# NAWA FRACHT dataset extraction

Author: Thiago Nascimento (thiago.nascimento@eawag.ch)

This notebook is used to retrieve and concatenate the NAWA FRACHT (NADUF) dataset. 

The output is one file per catchemnt (similar to the CAMELS-CH), with 44 columns:

- date_start
- date_end 
- alk
- As
- Ba
- Br
- Cd
- Ca
- Cl
- Cr
- Cu
- doc
- drp
- ec25_sensor
- ec20_lab
- F
- Fe
- Pb
- Mg
- q_mean_sensor
- Hg
- Ni
- NO3_N
- O2C_sensor
- O2S_sensor
- pH_lab
- pH_sensor
- K
- H4SiO4
- Na
- Sr
- SO4
- tfp
- th
- tn
- toc
- tp
- tss
- temp_sensor
- Zn

## Requirements
**Python:**

* Python>=3.6
* Jupyter
* geopandas=0.10.2
* numpy
* os
* pandas=2.1.3
* scipy=1.9.0
* tqdm

Check the Github repository for an environment.yml (for conda environments) or requirements.txt (pip) file.

**Files:**

* naduf_data_1981-2020_v6.xlsx


**Directory:**

* Clone the GitHub directory locally
* Place any third-data variables in their respective directory.
* ONLY update the "PATH" variable in the section "Configurations", with their relative path to the EStreams directory. 


## References
* NADUF. National River Monitoring and Survey Programme, https://www.bafu.admin.ch/bafu/en/home/topics/water/state/water--monitoring-networks/national-surface-water-quality-monitoring-programme--nawa-/national-river-monitoring-and-survey-programme--naduf-.html (last access: 20 Sep 2024).
## Observations
* None

# Import modules

In [None]:
import pandas as pd
import tqdm as tqdm
import os
import warnings

# Configurations

In [None]:
# Only editable variables:
# Relative path to your local directory
PATH = "../.."

# Suppress all warnings
warnings.filterwarnings("ignore")

# Path to where the data are stored
path_naduf = r"C:\Users\nascimth\Documents\data\CAMELS_CH_Chem\\"

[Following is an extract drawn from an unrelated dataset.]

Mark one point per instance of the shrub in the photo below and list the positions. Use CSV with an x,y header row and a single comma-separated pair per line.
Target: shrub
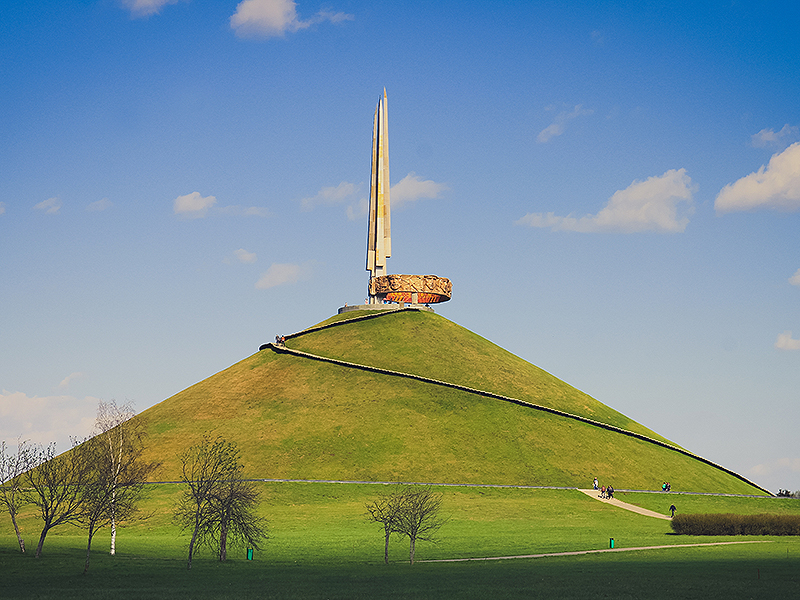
x,y
730,524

* #### The users should NOT change anything in the code below here. 

In [None]:
# Non-editable variables:
PATH_OUTPUT = r"results\Dataset\stream_water_chemistry\interval_samples"

# Set the directory:
os.chdir(PATH)

# Import data

In [None]:
# Full dataset of interval (time-series)
dataset_naduf = pd.read_excel(path_naduf+r"data\NADUF\naduf_data_1981-2020_v6.xlsx")
dataset_naduf

- Network

In [None]:
# Network NADUF
network_naduf = pd.read_excel(path_naduf+"data\CAMELS_CH_chem_stations_short_v3.xlsx", sheet_name='naduf')
network_naduf

In [None]:
len(dataset_naduf.naduf_id.unique())

In [None]:
dataset_naduf.naduf_id.unique()

Observations
- 1827 is not present in the dataset. 

### Renaming the columns

In [None]:
dataset_naduf.columns

In [None]:
column_rename_dict = {
    'naduf_id': 'nawafracht_id', 
    'status_number': 'status_number', 
    'remark':'remark' , 
    'year':'year', 
    'date_end':'date_end', 
    'duration':'duration',
    'mean_discharge': 'q_mean_sensor',
    'total_discharge': 'total_discharge(Miom3)',
    'temperature_BAFU': 'temp_sensor',
    'pH_BAFU': 'pH_sensor',
    'conductivity_25C_BAFU': 'ec25_sensor',
    'oxygen': 'O2C_sensor',
    'oxygen_saturation': 'O2S_sensor',
    'pH_lab': 'pH_lab',
    'conductivity_20C_lab': 'ec20_lab',
    'total_hardness': 'th',
    'alkalinity': 'alk',
    'calcium': 'Ca',
    'magnesium': 'Mg',
    'nitrate': 'NO3_N',
    'total_nitrogen': 'tn',
    'DRP': 'drp',
    'total_phosphorus': 'tp',
    'total_phosphorus_filtered': 'tfp',
    'chloride': 'Cl',
    'fluoride': 'F',
    'bromide': 'Br',
    'silicate': 'H4SiO4',
    'sulphate': 'SO4',
    'sodium': 'Na',
    'potassium': 'K',
    'iron': 'Fe',
    'TOC': 'toc',
    'DOC': 'doc',
    'suspended_material': 'tss',
    'chromium': 'Cr',
    'zinc': 'Zn',
    'copper': 'Cu',
    'cadmium': 'Cd',
    'lead': 'Pb',
    'nickel': 'Ni',
    'mercury': 'Hg',
    'barium': 'Ba',
    'strontium': 'Sr',
    'arsenic': 'As',
    'manganese': 'Mn'
}

In [None]:
# Rename columns based on the dictionary
dataset_naduf.rename(columns=column_rename_dict, inplace=True)

In [None]:
(dataset_naduf.duration/24).min()

In [None]:
# Convert to datetime:
dataset_naduf["date_end"] = pd.to_datetime(dataset_naduf["date_end"], format='%Y-%m-%d')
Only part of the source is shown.